Does it? If you have a year 0, what is the number corresponding
to the middle of that year? Is it 0.5? Is than 1.5 the middle of
year one? Where is the middle of year -1? -1.5? Or -0.5? With the
middles as -0.5 and 0.5 you get at least a time difference of one
year. But what is the first quarter of year 0? 0.25? And the last
quarter of year -1? -0.25? That works numerically, but March of a
year is then not always the same difference to the start of the year,
actually this is where you have to make the case destinction on
the sign of the year to add or substract 1 in the fractional part
of a sub-year units. Two's complement integers and positive remainders
give that automatically.

BTW, the above arithmetic very nicely fits the string positions
depending on Unicode level. Position 0 is before the first character
of the string, the position n is after a string of length n. Positions
of lower levels are positive fractions into the higher level character.
An empty string has start == end.

>  It lets me do things without bounds checking and
> correct the ranges later, because, e.g., plugging in January -20, 0 AD
> yields the correct result for December 11, 2 BC.  Such calculations break
> dramatically across 0 if you use the definition found in some C
> implementations, where (-3 mod 5) == -3.

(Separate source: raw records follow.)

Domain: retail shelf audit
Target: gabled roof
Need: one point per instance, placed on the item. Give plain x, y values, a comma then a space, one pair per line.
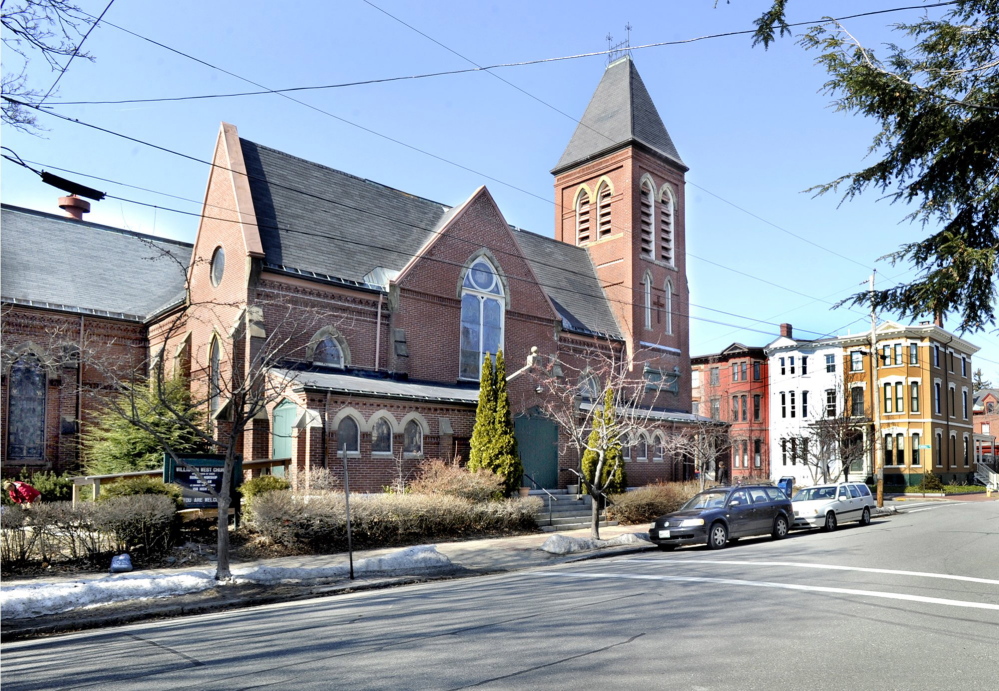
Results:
620, 113
339, 226
353, 231
567, 275
56, 262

Ahh yes, the C definition doesn't fulfill the Division Rule. Neither
does the Perl 5 pair of int() and %. But I hope the latter is corrected
for Perl 6? Does someone know which code depends on that unfortunate
behaviour? Note that all definitions give the same results for positive
dividend and divisor.

> In which case, for or your example of 8 == \$q * (-3) + \$r, \$q == -2 and \$r
> == +2?  Seems odd to me that just swapping the signs (from -8,3 to 8,-3)
> yields completely different numbers like that.

Sorry, you are changing the numbers you divide and wonder that the results
are different? Don't be fooled by the usual number denotations which
are asymetric around the Origin: +2.3 is (+2 + 0.3) while -2.3 is
(-2 + -0.3). This is expressed in words as "2.3 is 0.3 after 2" and
"-2.3 is 0.3 before -2". While a two's complement interpretation would
keep the remainder always positive because it is in ascending direction
into the intervall spanned by the integer part and its successor.
Unfortunately only few people know about the interpretation -2.3 as
(-2 + 0.3) which reads "-2.3 is 0.3 after -2". This can be generalised
to "\$x is {\$x mod 1} after {\$x div 1}".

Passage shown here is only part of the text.